# Sequence Models: Kaggle Competitions
This notebook uses `TextVectorization` instead of `Tokenizer` for text preprocessing.

In [None]:
import pandas as pd
import matplotlib.pyplot as plt
import seaborn as sns
from tensorflow.keras.layers import TextVectorization, Embedding, SimpleRNN, Dense, Dropout, Bidirectional, LSTM
from tensorflow.keras.models import Sequential
from tensorflow.keras.callbacks import EarlyStopping, ModelCheckpoint
from sklearn.model_selection import train_test_split
import tensorflow as tf

!git clone https://github.com/cbtn-data-science-ml/tensorflow-professional-developer.git


In [None]:
# print working directory

In [None]:
# change into project directory

In [None]:
# list files and ensure you see nlp_disaster tweets

In [None]:
# convert train.csv and test.csv into DataFrame objects


In [None]:
# word count for each tweet
train_df['word_count'] = train_df['text'].apply(lambda x: len(str(x).split()))

In [None]:
# visualize 'Tweet Word Count Distribution'
plt.figure(figsize=(10, 6))
sns.histplot(train_df['word_count'], bins=30, kde=True)
plt.title('Tweet Word Count Distribution')
plt.xlabel('Word Count')
plt.ylabel('Frequency')
plt.show()

In [None]:
# use .info() on train dataset


In [None]:
# run cell to sum tweets that contain www, http, and https
urls_before_cleaning = train_df['text'].str.contains(r'http\S+|www\S+|https\S+').sum()
print(f"URLs found before cleaning: {urls_before_cleaning}")

In [None]:
# !pip install nltk # natural language toolkit (if needed, most for Jupyter notebook)

In [None]:
import re
import nltk
from nltk.corpus import stopwords
from nltk.stem import WordNetLemmatizer
from nltk.tokenize import word_tokenize

nltk.download('stopwords')
nltk.download('wordnet')
nltk.download('punkt_tab')

# build function to clean our text data
def clean_text(text):
  text = text.lower()
  text = re.sub(r'http\S+|www\S+|https\S+', '', text, flags=re.MULTILINE)
  text = re.sub(r'<.*?>', '', text)
  text = re.sub(r'[^a-z\s]', '', text)
  tokens = word_tokenize(text)
  stop_words = set(stopwords.words("english"))
  filtered_tokens = [word for word in tokens if word not in stop_words]
  lemmatizer = WordNetLemmatizer()
  lemmatized_tokens = [lemmatizer.lemmatize(token) for token in filtered_tokens]
  return " ".join(lemmatized_tokens)


In [None]:
# Apply the cleaning function to train_df['text'] and test_df['text']



In [None]:
# run cell to sum tweets that contain www, http, and https
urls_before_cleaning = train_df['clean_text'].str.contains(r'http\S+|www\S+|https\S+').sum()
print(f"URLs found after cleaning: {urls_before_cleaning}")

In [None]:
# create Hyperparameters




In [None]:
# create updated TextVectorization Layer (Tokenizer() is deprecated)


In [None]:
# run cell to preprocess the data: Vectorize the text and convert X to NumPy array (needed for TextVectorization: it expects this format)

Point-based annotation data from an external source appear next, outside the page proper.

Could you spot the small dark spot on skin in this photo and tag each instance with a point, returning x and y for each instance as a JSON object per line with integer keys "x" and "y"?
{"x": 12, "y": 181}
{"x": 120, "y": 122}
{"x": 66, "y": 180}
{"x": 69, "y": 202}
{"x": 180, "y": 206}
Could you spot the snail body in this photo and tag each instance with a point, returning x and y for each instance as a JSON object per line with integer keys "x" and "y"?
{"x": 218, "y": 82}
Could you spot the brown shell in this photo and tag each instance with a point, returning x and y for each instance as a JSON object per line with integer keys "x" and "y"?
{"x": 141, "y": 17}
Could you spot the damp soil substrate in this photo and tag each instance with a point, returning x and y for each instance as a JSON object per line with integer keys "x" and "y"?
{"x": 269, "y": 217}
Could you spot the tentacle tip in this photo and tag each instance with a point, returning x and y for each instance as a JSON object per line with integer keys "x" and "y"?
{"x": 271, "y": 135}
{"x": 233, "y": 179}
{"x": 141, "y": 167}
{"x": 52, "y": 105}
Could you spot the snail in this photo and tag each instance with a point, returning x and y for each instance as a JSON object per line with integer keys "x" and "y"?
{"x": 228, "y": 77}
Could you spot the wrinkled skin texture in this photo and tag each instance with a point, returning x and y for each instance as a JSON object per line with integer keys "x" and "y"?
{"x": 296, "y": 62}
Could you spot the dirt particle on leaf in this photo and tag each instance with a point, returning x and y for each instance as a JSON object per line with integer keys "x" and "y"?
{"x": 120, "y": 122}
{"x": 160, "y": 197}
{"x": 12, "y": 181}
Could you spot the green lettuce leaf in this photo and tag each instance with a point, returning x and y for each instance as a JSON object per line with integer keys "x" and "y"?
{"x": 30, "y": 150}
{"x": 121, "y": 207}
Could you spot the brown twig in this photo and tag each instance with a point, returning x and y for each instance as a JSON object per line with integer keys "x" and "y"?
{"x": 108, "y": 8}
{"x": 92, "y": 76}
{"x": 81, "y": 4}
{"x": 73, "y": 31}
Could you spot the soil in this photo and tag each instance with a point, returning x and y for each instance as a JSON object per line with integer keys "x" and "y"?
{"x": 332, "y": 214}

# Split the data into training and validation sets


In [None]:
# run cell to import model_utils.py and relevant functions
!wget https://raw.githubusercontent.com/cbtn-data-science-ml/introduction-to-deep-learning/main/model_utils.py
from model_utils import early_stopping_callback, model_checkpoint_callback, plot_loss_and_accuracy


In [None]:
# Build the model


# Compile model


# Train the model



In [None]:
# plot_loss_and_accuracy

# Competition Notebook

In [None]:
# Prepare Kaggle Contest Output

# Vectorize the test dataset
X_test = vectorizer(test_df['clean_text'].astype(str)).numpy()

# Predict using the trained model
predictions = model.predict(X_test)

# Convert predictions to binary (0 or 1)
predictions_binary = (predictions > 0.5).astype(int).reshape(-1)

# Create a submission file for Kaggle
submission = pd.DataFrame({'id': test_df['id'], 'target': predictions_binary})
submission.to_csv('submission.csv', index=False)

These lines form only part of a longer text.